Bioorg Med Chem Lett. 2012 Jan 15;22(2):1136-41. doi: 10.1016/j.bmcl.2011.11.100. Epub 2011 Dec 1.
Macrocyclic compounds bearing a 2-amino-6-arylpyrimidine moiety were identified as potent heat shock protein 90 (Hsp90) inhibitors by modification of 2-amino-6-aryltriazine derivative (CH5015765). We employed a macrocyclic structure as a skeleton of new inhibitors to mimic the geldanamycin-Hsp90 interactions. Among the identified inhibitors, CH5164840 showed high binding affinity for N-terminal Hsp90α (K(d)=0.52nM) and strong anti-proliferative activity against human cancer cell lines (HCT116 IC(50)=0.15μM, NCI-N87 IC(50)=0.066μM). CH5164840 displayed high oral bioavailability in mice (F=70.8%) and potent antitumor efficacy in a HCT116 human colorectal cancer xenograft model (tumor growth inhibition=83%).
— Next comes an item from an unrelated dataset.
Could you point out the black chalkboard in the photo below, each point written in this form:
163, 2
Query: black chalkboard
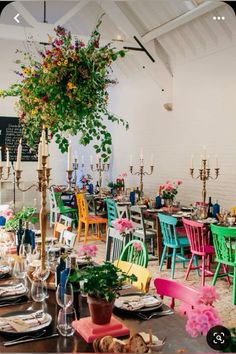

通过对 2-氨基-6-芳基三嗪衍生物(CH5015765)进行修饰,发现具有 2-氨基-6-芳基嘧啶部分的大环化合物是有效的热休克蛋白 90(Hsp90)抑制剂。我们采用大环结构作为新型抑制剂的骨架,以模拟格尔德霉素-Hsp90 的相互作用。在所鉴定的抑制剂中,CH5164840 对 N 端 Hsp90α 具有高结合亲和力(Kd=0.52nM),对人癌细胞系具有强的抗增殖活性(HCT116 IC50=0.15μM,NCI-N87 IC50=0.066μM)。CH5164840 在小鼠中具有较高的口服生物利用度(F=70.8%),并在 HCT116 人结直肠癌细胞异种移植模型中具有较强的抗肿瘤疗效(肿瘤生长抑制=83%)。